Lettering and Sound in Black Hammer: Age of Doom


BH: Age of Doom #1, Cover & Credits

***STILL NO SPOILERS***

4 Kids Walk into a Bank, n.p. (Ch 4)

Many of you will know we studied 4 Kids Walk into a Bank this semester (created by Tyler Boss, Thomas Mauer, and Matthew Rosenberg). I got kinda stuck on the sound effects, trying to figure out how I still heard the smash of 'dick move' and sploosh of 'drugs.' 


4 Kids Walk into a Bank, n.p. (Ch 3)
I experienced some of the same in the Black Hammer: Age of Doom series. A number of characters (particularly in Issue #3 when a protagonist is introduced to an--ahem--alternate family) have a unique voice, cadence, and tone to their speech. 

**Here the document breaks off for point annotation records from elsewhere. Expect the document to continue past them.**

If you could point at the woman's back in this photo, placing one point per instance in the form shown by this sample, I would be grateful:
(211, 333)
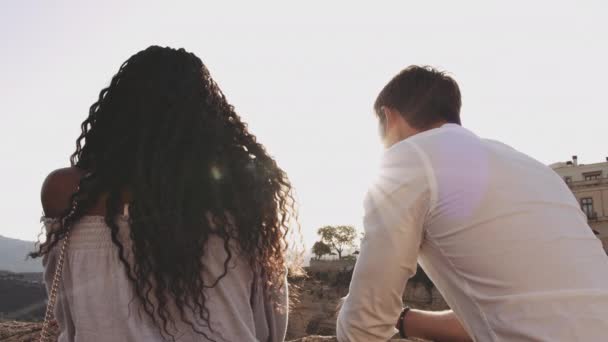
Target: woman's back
(202, 253)
(96, 298)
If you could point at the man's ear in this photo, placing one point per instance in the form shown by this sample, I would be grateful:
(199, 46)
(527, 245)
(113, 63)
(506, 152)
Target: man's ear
(391, 116)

There's still the usual approach to emphasizing some of the words with bold lettering, but the style of the balloons and font also affect how speech or sound is heard. 

Issue #3, page 10

When the Timekeeper first spoke, it sounded cog-y to me, grinding and hollow, like rubbing two sticks together to make a fire but with copper tubing instead. It wasn't until the second panel (above) that I understood his weight and size would influence how I heard him, and I read his words again, this time as rumbling and heavy. It's possible others might hear a high and squeaky voice, his pace alternating between lightening fast and excruciatingly slow. The combination of his size and the gear-like word balloon could call up any number of sounds for the reader, but they all point to the essence of this character. And back again. It creates a never-ending loop of image as text, text as image. What's in the panel can't be separated from the text, nor can the text avoid influencing our reading of each panel and, indeed, the story overall.


The lettering artist here is Todd Klein, who also created the letters for The Sandman series. Even in these two simple panels, we can see his "traditional hand consists of clear, relatively undistinguished block capitals... his knack for using--and often creating--different calligraphic hands to add both graphic identity and storytelling content... especially in individual characters" (Kannenberg, 178). In fact, they are also an excellent example of all three qualities typography can assist with making meaning in comics: narrative, metanarrative, and extranarrative (Kannenberg, 166).


It's easy to understand why scholars "generally downplay the aesthetic contributions of text in favor of concentrating on its presumably transparent capacity as the vehicle for narration," but a closer look at the work of someone like Klein helps us see how important the typography is to any graphic text (Kannenberg, 165).


Issue #3, page 12
How do you hear these characters' voices? Does it help to know they are described as "Makerbreaker, brother of Destruction, and Matchmaker, sister/brother of Love"? What does the image of the text itself tell you about the story and/or what they're saying? 

What I love about comics is how each of us can read the same text and come away with a different interpretation, and this series does that for us through its lettering.